New ‘Ghimob’ Android trojan evolves from Brazil and may spread globally
In their recent research, the security researchers have discovered a new Android banking trojan that can steal data from 153 Android applications.
Named ‘Ghimob’, the trojan spies mainly through banks, fintechs, cryptocurrencies and exchanges. The threat from the trojan is highlighted in a new report by Kaspersky.
Kaspersky says, the new Android trojan has been offered for download packed inside malicious Android apps on sites and servers previously used by the Astaroth (Guildama) operation.
Also Kaspersky warns that the new Android trojan gives a remote access of an infected device to the hacker. Once infected, the trojan can be used to complete fraudulent transactions right from the victims’ smartphones.
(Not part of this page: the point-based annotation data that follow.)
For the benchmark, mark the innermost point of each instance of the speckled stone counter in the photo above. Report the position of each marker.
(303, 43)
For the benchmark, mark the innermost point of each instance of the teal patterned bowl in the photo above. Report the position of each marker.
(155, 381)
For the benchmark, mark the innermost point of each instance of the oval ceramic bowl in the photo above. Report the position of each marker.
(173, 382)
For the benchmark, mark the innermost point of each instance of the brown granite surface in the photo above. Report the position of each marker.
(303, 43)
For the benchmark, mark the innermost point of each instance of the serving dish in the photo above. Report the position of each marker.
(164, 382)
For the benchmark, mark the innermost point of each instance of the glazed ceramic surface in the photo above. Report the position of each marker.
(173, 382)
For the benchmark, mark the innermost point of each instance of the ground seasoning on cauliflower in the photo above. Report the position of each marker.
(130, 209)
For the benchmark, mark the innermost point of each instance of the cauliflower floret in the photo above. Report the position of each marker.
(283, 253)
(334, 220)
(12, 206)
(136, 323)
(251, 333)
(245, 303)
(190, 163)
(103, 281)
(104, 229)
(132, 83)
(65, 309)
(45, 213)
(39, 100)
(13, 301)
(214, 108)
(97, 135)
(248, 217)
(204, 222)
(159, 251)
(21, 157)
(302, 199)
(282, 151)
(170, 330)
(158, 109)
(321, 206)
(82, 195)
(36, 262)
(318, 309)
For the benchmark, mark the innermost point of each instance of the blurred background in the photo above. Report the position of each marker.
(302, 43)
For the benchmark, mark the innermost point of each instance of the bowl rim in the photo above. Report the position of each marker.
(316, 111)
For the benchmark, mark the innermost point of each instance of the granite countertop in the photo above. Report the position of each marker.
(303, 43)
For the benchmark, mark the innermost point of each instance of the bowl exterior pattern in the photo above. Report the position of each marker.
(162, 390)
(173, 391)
The report mentions that Ghimob is able to operate “even if the user has a screen lock pattern in place.” It does so by recording the screen lock pattern and then replaying it to unlock the device.
After any phishing attempt was successful, all collected credentials were sent back to the Ghimob gang, which would then access a victim’s account and initiate illegal transactions.
If accounts were protected by hardened security measures, the Ghimob gang used its full control over the device (via the Accessibility service) to respond to any security probes and prompts shown on the attacked smartphone.
Ghimob’s features aren’t unique, but actually copy the make-up of other Android banking trojans, such as BlackRock or Alien.
Kaspersky noted that Ghimob’s development currently echoes a global trend in the Brazilian malware market, with the very active local malware gangs slowly expanding to target victims in countries abroad.
In fact, the report claims Ghimob to be the first Brazilian mobile banking trojan “ready to expand and target financial institutions and their customers living in other countries.”